CS453 Assignment 3: Lightweight Symbolic Execution Engine

The aim of this assignment is to implement a lightweight dynamic symbolic execution engine by exploiting the dynamic typing of Python as well as the Z3 SAT solver (we will use the Python wrapper, z3-solver). You may want to use the Z3 Python tutorial to get familiar with Z3. The final goal is to achieve as much branch coverage as possible using symbolic execution.

Peer Lightweight Approach

We will follow the peer approach outlined by Bruni et al. It is an intuitive and straightforward idea as long as we limit our scope to a subset of Python.

The gist of it is that operator overloading in Python allows you to intercept operations performed to variables. For example, consider the following code snippet:

x = 42
y = x + 2

A concrete execution will result in the program state in which x is equal to 42, and y to 44. Symbolically, however, all we need to know is that y is now the value of x plus 2. This can be recorded by overloading the addition: x + 2 is actually executed as a call to x.__add__(2). Therefore, if you use a symbolic variable that you define, instead of a primitive integer, you can record the symbolic state of y. The linked article gives a very detailed explanation of the approach, and it is necessary that you read it before designing your engine.

There are a few of design decisions you need to make:

  • As covered in the class, we need to stop branch exploration when there are no more branch to cover. How will you know that no more "negating the last clause" is needed?
  • You need to convert the final symbolic summaries of variables into a form that can be solved by z3-solver. Consult the tutorial for details.

Objective

The repository contains the skeleton of psym.py, which contains code for the following arguments:

$ python psym.py
usage: psym.py [-h] -t TARGET -o OUTPUT

Generate test data using symbolic execution.

options:
  -h, --help            show this help message and exit
  -t TARGET, --target TARGET
                        the target file to symbolically execute
$

Each target file can contain multiple Python functions, which are written in the following subset of Python. You should try to symbolically execute all functions, even if one of the functions is called by another.

  • A target function will only use integers as its arguments and local variables.
  • It can use if branches, as well as for and while loops.
  • Arithmetic expressions can use addition (+), subtraction (-), multiplication (*), division (/), power(**), and modulo (%).
  • Predicates can use comparisons (>, >=, <, <=, ==, !=) as well as Boolean operators (and, or, not).
  • Note that predicates can include function calls.
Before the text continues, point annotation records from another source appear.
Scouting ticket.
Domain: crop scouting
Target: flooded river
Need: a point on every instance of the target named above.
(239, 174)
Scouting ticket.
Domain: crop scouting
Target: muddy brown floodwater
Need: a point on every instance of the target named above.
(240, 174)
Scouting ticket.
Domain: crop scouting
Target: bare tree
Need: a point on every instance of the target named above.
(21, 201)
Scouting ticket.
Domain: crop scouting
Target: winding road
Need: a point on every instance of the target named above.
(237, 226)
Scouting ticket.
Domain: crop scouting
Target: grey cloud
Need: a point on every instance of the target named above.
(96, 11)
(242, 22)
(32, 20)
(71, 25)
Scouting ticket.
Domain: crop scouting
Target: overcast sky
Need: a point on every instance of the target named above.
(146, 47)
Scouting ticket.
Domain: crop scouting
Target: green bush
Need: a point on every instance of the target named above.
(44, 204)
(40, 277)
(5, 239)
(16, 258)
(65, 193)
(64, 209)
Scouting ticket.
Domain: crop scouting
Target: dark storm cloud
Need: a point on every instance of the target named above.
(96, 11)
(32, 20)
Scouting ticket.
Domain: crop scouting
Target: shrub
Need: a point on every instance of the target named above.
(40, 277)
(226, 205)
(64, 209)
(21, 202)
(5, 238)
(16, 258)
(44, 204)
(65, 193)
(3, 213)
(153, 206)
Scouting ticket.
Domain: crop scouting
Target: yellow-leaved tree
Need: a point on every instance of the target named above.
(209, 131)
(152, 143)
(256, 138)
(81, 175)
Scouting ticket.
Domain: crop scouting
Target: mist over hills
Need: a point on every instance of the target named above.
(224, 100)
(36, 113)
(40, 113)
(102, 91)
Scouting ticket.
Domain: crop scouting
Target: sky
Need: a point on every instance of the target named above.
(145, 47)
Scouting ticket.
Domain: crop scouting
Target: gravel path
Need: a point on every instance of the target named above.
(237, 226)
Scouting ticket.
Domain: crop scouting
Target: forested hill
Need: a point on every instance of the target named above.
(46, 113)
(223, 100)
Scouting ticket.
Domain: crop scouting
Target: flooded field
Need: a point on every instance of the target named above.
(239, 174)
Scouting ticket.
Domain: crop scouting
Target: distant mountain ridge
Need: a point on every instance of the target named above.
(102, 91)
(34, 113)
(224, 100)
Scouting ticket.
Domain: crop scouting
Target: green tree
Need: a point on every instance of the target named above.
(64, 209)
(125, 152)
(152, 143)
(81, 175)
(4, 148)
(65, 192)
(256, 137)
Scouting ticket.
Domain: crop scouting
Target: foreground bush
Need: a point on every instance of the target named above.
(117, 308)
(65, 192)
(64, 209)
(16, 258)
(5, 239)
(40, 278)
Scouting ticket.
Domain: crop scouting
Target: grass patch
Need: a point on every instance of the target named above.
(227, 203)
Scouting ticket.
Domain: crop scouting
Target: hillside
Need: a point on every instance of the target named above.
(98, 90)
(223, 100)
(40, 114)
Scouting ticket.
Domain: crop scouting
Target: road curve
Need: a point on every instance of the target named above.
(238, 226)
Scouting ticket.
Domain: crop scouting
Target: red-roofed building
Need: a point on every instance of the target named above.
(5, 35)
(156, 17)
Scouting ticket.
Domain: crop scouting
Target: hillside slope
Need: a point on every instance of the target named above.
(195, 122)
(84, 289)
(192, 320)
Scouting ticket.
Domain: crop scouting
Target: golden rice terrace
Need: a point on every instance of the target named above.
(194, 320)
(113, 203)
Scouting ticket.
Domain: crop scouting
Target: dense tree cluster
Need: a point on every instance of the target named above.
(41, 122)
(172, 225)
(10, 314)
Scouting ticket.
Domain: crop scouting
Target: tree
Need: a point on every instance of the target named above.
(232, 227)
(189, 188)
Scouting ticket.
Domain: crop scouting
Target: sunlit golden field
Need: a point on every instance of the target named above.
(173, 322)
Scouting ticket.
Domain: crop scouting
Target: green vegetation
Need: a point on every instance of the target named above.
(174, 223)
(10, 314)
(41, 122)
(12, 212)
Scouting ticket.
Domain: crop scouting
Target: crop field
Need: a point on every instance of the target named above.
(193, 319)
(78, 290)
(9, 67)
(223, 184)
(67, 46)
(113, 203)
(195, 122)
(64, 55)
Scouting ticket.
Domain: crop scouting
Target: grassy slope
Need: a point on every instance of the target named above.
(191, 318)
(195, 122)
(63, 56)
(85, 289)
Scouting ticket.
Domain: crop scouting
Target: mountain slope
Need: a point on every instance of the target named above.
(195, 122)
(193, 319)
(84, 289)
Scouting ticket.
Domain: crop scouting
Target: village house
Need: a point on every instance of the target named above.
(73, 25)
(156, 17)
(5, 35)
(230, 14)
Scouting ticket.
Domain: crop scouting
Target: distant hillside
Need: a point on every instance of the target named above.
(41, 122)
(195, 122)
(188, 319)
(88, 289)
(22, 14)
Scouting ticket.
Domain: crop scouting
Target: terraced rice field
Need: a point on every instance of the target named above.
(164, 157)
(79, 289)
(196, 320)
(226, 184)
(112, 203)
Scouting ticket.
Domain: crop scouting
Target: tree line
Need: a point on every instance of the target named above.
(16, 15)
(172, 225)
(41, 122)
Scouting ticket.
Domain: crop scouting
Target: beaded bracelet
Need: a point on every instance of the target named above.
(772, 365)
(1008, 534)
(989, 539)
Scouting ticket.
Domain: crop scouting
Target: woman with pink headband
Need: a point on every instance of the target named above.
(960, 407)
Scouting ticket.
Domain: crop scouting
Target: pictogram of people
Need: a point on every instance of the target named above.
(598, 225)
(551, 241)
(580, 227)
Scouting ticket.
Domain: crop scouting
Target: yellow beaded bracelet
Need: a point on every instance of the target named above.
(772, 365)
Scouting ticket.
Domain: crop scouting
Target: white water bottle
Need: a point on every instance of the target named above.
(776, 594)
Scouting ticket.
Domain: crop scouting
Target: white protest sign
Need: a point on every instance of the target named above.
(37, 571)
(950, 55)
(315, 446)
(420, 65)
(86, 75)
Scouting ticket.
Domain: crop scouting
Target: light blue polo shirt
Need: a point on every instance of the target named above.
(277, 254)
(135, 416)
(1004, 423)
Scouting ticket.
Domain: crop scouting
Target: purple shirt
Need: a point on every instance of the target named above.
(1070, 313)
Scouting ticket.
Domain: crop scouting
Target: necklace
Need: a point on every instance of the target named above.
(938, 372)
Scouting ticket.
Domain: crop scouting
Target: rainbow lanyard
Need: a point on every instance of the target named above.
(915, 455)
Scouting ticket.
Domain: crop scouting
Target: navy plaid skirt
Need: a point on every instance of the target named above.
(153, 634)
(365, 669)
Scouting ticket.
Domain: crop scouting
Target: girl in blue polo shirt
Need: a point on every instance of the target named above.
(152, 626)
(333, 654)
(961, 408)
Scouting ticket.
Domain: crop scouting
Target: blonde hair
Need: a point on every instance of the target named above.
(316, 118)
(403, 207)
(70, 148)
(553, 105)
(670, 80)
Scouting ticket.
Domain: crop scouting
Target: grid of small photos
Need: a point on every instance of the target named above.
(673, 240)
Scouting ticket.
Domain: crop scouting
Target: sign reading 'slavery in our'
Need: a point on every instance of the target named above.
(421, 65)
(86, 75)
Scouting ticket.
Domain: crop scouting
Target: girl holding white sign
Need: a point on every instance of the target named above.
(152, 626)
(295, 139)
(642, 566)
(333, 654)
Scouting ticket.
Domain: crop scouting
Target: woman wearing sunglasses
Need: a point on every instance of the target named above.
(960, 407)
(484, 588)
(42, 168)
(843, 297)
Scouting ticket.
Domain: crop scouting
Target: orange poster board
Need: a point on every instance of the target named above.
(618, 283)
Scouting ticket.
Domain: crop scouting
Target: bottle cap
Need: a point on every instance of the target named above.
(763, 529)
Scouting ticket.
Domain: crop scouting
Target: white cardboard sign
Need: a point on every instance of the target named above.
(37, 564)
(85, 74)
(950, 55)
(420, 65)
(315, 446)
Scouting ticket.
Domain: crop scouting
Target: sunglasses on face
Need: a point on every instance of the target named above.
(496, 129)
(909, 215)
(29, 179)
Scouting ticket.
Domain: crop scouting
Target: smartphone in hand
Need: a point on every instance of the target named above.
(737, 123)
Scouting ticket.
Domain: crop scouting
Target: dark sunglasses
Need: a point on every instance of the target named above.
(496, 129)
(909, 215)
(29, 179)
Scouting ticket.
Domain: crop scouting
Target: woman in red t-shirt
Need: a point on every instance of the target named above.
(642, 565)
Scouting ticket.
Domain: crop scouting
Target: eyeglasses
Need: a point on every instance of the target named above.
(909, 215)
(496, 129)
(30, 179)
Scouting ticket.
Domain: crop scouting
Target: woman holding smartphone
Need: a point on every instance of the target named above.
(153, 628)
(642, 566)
The final output of your dynamic symbolic execution engine should be PyTest testcases: for each target .py file, generate a corresponding PyTest file, with the name being the prefix test_ added to the original target file name. For example, if the target file is example3.py, then the generated PyTest file should be named test_example3.py and should be in the same directory as the target file.

The PyTest testcases should use the results of dynamic symbolic execution to achieve branch coverage. We will use coverage.py to measure branch coverage of the generated testcases, which will be part of the grade. Note that you do not need to generate any assertions: achieving branch coverage is enough.